As Apple readies its Sept. 12 event in San Francisco to unveil the new iPhone 5 industry analysts are now predicting that the device will be the bestselling smartphone of all time. Each new iPhone has outsold the previous version, and the iconic device has been the top-selling mobile phone since its 2007 debut.
The iPhone's five-year run as the top-selling phone is unprecedented. The last phone to have such a prolonged run at the top was the Motorola Razr, which outpaced its competitors for three straight years -- until the flip phone was blindsided by the much more powerful iPhone.
The industry's median prediction is that Apple will sell 45 million iPhone 5 units in the first three months after it hits store shelves. According to Macquarie Securities research, Apple is expected to ship 66 percent of the total smartphones sold for AT&T, Verizon, and Sprint after the iPhone 5 launch, up from 45 percent last year. And, for the first time ever, Yankee Group reports that more smartphone shoppers say they plan to buy an iPhone than an Android phone.
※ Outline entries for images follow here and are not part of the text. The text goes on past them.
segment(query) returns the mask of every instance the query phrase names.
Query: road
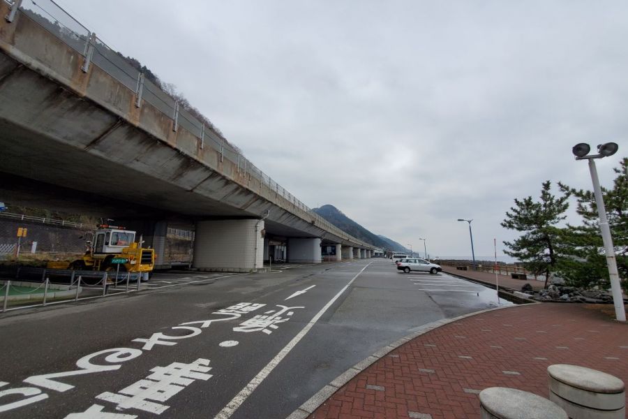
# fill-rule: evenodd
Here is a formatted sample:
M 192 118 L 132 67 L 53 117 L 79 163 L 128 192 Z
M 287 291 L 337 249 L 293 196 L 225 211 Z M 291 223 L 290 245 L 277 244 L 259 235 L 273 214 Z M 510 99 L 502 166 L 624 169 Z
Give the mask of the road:
M 496 302 L 388 259 L 151 282 L 173 286 L 0 317 L 0 416 L 285 418 L 413 329 Z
Some analysts think the iPhone could defy the odds and stay on top for a decade or more. There's precedent for that too -- from Apple, of course.
"I'd point to the iPod. Everyone said an iPod killer was coming, and it's still dominating the digital music market," said Carl Howe, an analyst at Yankee Group. "A fallacy we run into is 'X replaces Y,' but usually it's a situation where we have X and Y together. Radio did just fine after television arrived."
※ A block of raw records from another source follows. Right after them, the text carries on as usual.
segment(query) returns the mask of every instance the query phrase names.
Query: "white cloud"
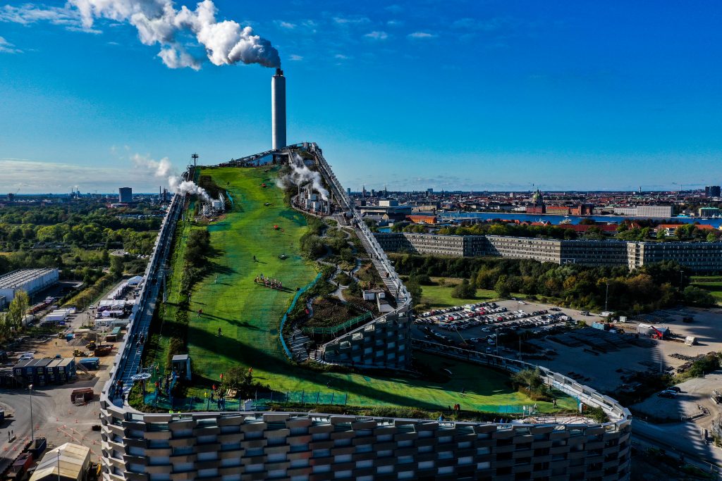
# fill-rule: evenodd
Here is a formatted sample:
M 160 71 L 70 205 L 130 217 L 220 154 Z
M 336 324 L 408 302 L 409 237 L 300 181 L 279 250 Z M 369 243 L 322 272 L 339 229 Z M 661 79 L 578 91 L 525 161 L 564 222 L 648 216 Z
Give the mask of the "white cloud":
M 131 169 L 97 166 L 42 162 L 26 159 L 0 159 L 0 190 L 24 193 L 64 193 L 71 184 L 82 190 L 108 189 L 114 190 L 121 183 L 138 180 Z M 152 175 L 146 175 L 145 185 L 157 183 Z
M 287 30 L 292 30 L 296 27 L 296 24 L 291 23 L 290 22 L 284 22 L 283 20 L 276 20 L 274 23 L 279 28 L 282 28 Z
M 0 22 L 18 23 L 29 25 L 38 22 L 49 22 L 53 25 L 62 25 L 74 32 L 100 33 L 97 30 L 83 25 L 80 12 L 64 6 L 48 6 L 47 5 L 23 4 L 19 6 L 4 5 L 0 7 Z
M 385 40 L 388 38 L 388 34 L 386 32 L 380 30 L 374 30 L 373 32 L 370 32 L 367 33 L 364 37 L 367 38 L 373 38 L 375 40 Z
M 22 53 L 22 50 L 15 48 L 15 45 L 0 37 L 0 53 Z
M 334 17 L 334 22 L 339 25 L 362 25 L 366 24 L 371 22 L 366 17 Z
M 452 28 L 466 30 L 477 30 L 480 32 L 493 32 L 500 30 L 505 25 L 510 24 L 508 19 L 495 17 L 486 20 L 474 18 L 462 18 L 451 24 Z
M 409 33 L 408 35 L 409 38 L 414 40 L 427 40 L 430 38 L 435 38 L 438 37 L 435 33 L 429 33 L 428 32 L 414 32 L 413 33 Z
Not every research analyst agrees. "History suggests the odds are actually quite strong that a new form factor will inevitably emerge to disrupt the smartphone era," said Brent Iadarola, analyst at Frost & Sullivan. He cites pagers and feature phones as gadget categories that went extinct.
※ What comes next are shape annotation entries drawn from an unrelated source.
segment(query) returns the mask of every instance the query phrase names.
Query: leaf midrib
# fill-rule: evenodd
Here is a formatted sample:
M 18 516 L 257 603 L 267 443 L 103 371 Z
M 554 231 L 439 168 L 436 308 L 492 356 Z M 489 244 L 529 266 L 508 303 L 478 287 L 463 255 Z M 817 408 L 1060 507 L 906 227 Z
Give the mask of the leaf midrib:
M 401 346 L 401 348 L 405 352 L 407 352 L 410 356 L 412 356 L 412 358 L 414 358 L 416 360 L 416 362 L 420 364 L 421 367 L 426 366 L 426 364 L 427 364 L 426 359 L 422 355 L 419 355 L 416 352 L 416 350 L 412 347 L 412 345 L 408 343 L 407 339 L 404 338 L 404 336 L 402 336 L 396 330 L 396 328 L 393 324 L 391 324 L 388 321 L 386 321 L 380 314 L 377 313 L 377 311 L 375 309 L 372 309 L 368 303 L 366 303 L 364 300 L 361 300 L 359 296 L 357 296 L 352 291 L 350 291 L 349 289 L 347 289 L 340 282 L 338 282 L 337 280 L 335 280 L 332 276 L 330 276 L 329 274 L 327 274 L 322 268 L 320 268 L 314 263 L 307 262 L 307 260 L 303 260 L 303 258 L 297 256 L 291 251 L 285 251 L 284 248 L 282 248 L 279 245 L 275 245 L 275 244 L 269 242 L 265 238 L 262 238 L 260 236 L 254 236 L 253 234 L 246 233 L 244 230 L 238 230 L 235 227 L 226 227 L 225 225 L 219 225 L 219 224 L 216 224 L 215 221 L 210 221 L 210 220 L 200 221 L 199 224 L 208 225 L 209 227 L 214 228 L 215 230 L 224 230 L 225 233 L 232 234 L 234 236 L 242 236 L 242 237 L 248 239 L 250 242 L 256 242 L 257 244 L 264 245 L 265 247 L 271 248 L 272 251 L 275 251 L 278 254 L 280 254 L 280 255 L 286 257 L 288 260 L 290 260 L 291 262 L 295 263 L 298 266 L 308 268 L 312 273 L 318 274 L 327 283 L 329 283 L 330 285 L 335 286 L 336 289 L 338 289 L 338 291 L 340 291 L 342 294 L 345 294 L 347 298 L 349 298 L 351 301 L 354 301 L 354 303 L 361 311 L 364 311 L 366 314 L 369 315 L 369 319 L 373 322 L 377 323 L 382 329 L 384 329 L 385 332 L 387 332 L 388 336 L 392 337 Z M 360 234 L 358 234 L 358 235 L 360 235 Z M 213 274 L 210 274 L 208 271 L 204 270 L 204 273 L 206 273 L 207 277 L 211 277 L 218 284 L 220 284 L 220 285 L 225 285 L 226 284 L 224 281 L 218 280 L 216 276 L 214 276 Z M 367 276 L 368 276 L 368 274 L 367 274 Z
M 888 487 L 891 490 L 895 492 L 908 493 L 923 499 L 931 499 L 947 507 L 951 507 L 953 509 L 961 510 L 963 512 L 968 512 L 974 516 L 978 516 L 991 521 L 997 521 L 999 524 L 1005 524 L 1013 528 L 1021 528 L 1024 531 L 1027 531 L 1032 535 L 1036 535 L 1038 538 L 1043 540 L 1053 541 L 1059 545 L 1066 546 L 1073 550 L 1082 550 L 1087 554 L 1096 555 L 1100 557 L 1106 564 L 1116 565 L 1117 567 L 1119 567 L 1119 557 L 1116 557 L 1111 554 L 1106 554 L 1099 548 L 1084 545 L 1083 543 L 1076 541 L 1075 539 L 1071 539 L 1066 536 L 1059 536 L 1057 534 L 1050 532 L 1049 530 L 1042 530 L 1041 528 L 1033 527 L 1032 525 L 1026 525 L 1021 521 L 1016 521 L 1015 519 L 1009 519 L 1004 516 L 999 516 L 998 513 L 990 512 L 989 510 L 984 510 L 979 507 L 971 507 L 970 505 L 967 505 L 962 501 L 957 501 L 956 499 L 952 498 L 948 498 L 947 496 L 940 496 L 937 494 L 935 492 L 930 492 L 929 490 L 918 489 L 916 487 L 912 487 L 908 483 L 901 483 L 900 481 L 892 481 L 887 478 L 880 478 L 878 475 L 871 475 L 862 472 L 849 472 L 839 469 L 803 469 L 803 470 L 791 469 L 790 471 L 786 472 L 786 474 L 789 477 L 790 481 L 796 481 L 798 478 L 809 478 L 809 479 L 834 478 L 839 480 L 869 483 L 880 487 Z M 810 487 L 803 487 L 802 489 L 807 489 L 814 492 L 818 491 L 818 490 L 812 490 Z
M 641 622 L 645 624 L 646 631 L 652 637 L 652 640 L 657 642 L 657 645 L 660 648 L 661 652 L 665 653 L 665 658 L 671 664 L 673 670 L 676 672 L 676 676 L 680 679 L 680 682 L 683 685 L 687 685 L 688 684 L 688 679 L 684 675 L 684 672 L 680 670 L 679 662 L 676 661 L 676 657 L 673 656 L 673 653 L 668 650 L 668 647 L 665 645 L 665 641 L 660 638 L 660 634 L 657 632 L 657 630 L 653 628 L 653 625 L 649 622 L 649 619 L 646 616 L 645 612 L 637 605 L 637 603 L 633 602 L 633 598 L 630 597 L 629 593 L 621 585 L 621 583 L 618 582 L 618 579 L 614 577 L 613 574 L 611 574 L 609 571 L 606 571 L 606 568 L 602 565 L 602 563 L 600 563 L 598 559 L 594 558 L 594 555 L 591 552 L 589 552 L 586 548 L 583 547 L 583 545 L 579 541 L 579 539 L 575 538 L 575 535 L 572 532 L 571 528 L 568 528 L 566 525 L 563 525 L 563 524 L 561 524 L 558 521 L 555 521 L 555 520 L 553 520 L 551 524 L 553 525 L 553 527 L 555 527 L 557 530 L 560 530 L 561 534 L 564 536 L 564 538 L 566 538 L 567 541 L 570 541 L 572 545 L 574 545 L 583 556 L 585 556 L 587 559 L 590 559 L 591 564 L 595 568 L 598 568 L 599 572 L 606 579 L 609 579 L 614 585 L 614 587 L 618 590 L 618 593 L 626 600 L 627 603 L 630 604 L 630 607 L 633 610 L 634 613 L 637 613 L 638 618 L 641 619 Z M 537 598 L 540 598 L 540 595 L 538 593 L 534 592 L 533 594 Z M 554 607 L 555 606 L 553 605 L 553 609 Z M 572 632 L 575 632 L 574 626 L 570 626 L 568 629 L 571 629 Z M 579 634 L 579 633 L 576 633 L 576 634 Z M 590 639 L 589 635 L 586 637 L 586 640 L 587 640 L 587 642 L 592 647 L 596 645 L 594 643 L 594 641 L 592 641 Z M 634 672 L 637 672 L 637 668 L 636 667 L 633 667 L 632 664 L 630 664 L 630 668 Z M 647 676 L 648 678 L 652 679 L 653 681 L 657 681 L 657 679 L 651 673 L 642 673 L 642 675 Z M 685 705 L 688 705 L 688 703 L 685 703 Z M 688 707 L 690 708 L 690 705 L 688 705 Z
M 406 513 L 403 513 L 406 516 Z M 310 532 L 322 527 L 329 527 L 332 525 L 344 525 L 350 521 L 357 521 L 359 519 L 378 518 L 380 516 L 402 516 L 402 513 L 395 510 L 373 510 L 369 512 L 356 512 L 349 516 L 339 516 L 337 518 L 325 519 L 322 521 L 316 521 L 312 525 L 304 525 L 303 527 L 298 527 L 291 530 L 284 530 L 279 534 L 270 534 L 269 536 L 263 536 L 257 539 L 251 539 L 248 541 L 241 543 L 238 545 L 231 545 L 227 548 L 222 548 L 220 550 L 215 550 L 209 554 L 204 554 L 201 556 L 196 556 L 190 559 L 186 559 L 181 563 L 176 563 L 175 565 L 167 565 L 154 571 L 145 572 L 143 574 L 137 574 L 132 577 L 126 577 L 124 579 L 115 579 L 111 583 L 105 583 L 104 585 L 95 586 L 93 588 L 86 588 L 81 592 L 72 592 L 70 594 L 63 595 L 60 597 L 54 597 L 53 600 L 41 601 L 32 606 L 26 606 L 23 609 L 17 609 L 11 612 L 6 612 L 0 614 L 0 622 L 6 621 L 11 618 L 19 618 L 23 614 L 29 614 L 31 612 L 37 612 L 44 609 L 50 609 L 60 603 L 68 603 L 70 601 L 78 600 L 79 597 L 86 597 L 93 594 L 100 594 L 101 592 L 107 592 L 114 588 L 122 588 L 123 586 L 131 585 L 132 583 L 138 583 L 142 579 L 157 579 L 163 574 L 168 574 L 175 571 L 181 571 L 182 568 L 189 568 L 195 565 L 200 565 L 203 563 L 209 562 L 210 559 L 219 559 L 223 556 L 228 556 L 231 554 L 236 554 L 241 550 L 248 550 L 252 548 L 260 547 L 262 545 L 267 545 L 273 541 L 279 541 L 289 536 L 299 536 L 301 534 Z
"Logic would dictate that at some point in time another company would come along and take over the mantle of technology leadership," said Jagdish Rebello, director of communications research at IHS iSuppli.
The iPhone 5 will leave a trail of winners and losers across the mobile technology landscape, says J.P. Morgan analyst Mark Moskwitz.
Apple is expected to challenge other handset makers head-on with the new phone's battery performance, larger screen size, and sleek form, Moskowitz said in an investors note released today. Whereas larger rival 4G LTE phones have been called "battery hogs" and "pocket hogs," the iPhone 5 is expected to sidestep such labels, thereby taking away market share from other phone makers.
An LTE-enabled iPhone will join a host of other 4G phones offering high data speeds on the go. As such, the PC industry could lose further ground to mobile phone vendors, hurting growth at such companies as Dell and HP.
Wireless carriers in the U.S. will likely see a slew of upgrades to the new iPhone over the near term, according to Moskowitz, putting pressure on their profit margins. The iPhone 5 will also force carriers to ramp up their 4G rollouts as more customers jump from 3G phones.
LG Display provides the in-cell panels, while Samsung is responsible for the graphics memory. LG Innotek makes the camera module, and Semco the chip capacitors. On the downside, the debut of mapping and turn-by-turn navigation on the iPhone 5 could be a small negative for GPS vendors such as Garmin and TeleNav.
Finally, certain semiconductor suppliers will see growth as a result of the new iPhone, among them Analog Devices, Fairchild, and Broadcom. But Intel and AMD may be hurt by the continued cannibalization of PCs.
"We view a China Mobile partnership as the biggest potential sales catalyst in CY13 [calendar year 2013] and any clue that iPhone 5 includes a chip compatible with CM's TD [time division LTE] network is a positive, in our view," Morgan Stanley analyst Katy Huberty said.
Eyeing the features that could pop up in the new phone, Huberty cites 4G LTE support, a larger and better display, an improved processor and more memory, a new form factor, 3D maps and navigation, a new dock connector, and new SIM card technology.
Phones built around Google's Android platform collectively outsell the iPhone, but that market is fragmented across many different manufactures and models. Nothing on the horizon looks likely to usurp Apple's iPhone as the top-selling device. Only Samsung's Galaxy S III is remotely close, selling 20 million devices worldwide since May, according to Samsung.
The current chaos in the smartphone market makes it even harder for an Apple rival to gain new ground. Almost all of Apple's would-be challengers are either in the middle of a major transition -- Nokia, Motorola, and Research In Motion -- or stuck in a legal battle, like Samsung.
Apple's longtime Achilles heel, price, is becoming less and less of an issue. The iPhone is available through a growing number of lower-cost carriers, and older iPhones are likely to get a substantial price cut once the iPhone 5 is released. The still-popular iPhone 4 could even be offered for free with a new contract, if Apple keeps its current pricing model intact.
"There's a brightly lit path for Apple to continue to dominate," said Ramon Llamas, analyst at IDC.